Sci Adv


. 2022 Sep 30;8(39):eabn9665.
doi: 10.1126/sciadv.abn9665. Epub 2022 Sep 28.
Microfluidic affinity selection of active SARS-CoV-2 virus particles


Sachindra S T Gamage ^{1 2} , Thilanga N Pahattuge ^{1 2} , Harshani Wijerathne ^{1 2} , Katie Childers ^{2 3} , Swarnagowri Vaidyanathan ^{2 3} , Uditha S Athapattu ^{1 2} , Lulu Zhang ^{2 3} , Zheng Zhao ^{1 2} , Mateusz L Hupert ⁴ , Rolf M Muller ⁴ , Judy Muller-Cohn ⁴ , Janet Dickerson ⁴ , Dylan Dufek ⁴ , Brian V Geisbrecht ⁵ , Harsh Pathak ⁶ , Ziyan Pessetto ⁷ , Gregory N Gan ^{8 9} , Junseo Choi ^{2 10} , Sunggook Park ^{2 10} , Andrew K Godwin ^{2 6 9} , Malgorzata A Witek ^{1 2} , Steven A Soper ^{1 2 3 9 11}



Affiliations

• PMID: 36170362
• DOI: 10.1126/sciadv.abn9665

Abstract

We report a microfluidic assay to select active severe acute respiratory syndrome coronavirus 2 (SARS-CoV-2) viral particles (VPs), which were defined as intact particles with an accessible angiotensin-converting enzyme 2 receptor binding domain (RBD) on the spike (S) protein, from clinical samples. Affinity selection of SARS-CoV-2 particles was carried out using injection molded microfluidic chips, which allow for high-scale production to accommodate large-scale screening.
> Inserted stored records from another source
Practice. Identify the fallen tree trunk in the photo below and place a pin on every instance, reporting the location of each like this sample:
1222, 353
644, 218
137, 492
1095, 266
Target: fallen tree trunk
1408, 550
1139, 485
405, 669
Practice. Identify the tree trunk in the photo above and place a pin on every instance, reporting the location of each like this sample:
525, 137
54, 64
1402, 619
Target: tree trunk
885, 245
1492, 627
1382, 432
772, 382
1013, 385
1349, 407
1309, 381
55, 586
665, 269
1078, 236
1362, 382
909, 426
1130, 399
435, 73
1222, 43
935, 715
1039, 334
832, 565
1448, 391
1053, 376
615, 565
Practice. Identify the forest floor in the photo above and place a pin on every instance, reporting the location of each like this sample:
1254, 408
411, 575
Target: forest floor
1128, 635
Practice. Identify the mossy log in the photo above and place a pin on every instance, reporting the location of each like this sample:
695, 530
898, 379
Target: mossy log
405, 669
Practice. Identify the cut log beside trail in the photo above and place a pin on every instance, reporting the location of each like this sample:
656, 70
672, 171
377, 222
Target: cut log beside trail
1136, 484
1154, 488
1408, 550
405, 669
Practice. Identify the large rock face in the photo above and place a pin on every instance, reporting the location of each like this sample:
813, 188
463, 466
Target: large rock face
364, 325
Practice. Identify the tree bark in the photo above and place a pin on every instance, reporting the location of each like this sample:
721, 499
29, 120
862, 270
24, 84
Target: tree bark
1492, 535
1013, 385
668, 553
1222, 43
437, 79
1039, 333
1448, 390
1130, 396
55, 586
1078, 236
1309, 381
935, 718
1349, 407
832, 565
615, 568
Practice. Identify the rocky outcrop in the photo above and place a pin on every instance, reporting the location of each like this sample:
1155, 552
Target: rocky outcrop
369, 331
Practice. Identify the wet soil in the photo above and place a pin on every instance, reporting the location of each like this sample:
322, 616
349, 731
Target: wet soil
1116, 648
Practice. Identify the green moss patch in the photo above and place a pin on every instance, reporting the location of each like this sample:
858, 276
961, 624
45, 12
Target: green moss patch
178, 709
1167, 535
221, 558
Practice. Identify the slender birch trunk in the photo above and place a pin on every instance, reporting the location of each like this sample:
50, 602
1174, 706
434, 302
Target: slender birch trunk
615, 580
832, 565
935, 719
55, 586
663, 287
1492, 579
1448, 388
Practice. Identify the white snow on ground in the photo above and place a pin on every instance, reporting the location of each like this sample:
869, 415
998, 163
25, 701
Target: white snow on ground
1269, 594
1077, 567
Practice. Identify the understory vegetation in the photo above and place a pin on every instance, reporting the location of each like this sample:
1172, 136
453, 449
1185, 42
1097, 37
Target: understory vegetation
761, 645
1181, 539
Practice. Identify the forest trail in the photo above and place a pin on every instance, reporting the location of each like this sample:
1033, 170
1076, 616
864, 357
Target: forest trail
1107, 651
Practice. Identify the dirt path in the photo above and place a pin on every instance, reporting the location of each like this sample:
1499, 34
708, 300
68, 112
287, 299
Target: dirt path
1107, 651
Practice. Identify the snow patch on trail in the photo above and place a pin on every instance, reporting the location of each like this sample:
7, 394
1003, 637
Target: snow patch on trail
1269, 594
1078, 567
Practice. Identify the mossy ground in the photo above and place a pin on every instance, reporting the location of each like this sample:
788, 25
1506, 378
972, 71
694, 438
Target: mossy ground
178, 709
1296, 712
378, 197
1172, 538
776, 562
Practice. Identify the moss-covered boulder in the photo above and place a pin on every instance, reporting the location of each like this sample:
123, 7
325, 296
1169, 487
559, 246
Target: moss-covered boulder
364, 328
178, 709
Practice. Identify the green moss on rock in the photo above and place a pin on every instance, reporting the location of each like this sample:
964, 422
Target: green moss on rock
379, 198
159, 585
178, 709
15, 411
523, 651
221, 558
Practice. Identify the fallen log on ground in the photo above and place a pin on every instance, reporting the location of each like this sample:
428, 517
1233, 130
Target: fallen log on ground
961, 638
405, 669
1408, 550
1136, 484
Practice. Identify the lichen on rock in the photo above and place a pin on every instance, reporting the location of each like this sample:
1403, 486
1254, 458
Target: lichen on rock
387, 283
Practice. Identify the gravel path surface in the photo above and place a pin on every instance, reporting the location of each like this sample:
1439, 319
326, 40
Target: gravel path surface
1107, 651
The microfluidic contained a surface-bound aptamer directed against the virus's S protein RBD to affinity select SARS-CoV-2 VPs. Following selection (~94% recovery), the VPs were released from the chip's surface using a blue light light-emitting diode (89% efficiency). Selected SARS-CoV-2 VP enumeration was carried out using reverse transcription quantitative polymerase chain reaction. The VP selection assay successfully identified healthy donors (clinical specificity = 100%) and 19 of 20 patients with coronavirus disease 2019 (COVID-19) (95% sensitivity). In 15 patients with COVID-19, the presence of active SARS-CoV-2 VPs was found. The chip can be reprogrammed for any VP or exosomes by simply changing the affinity agent.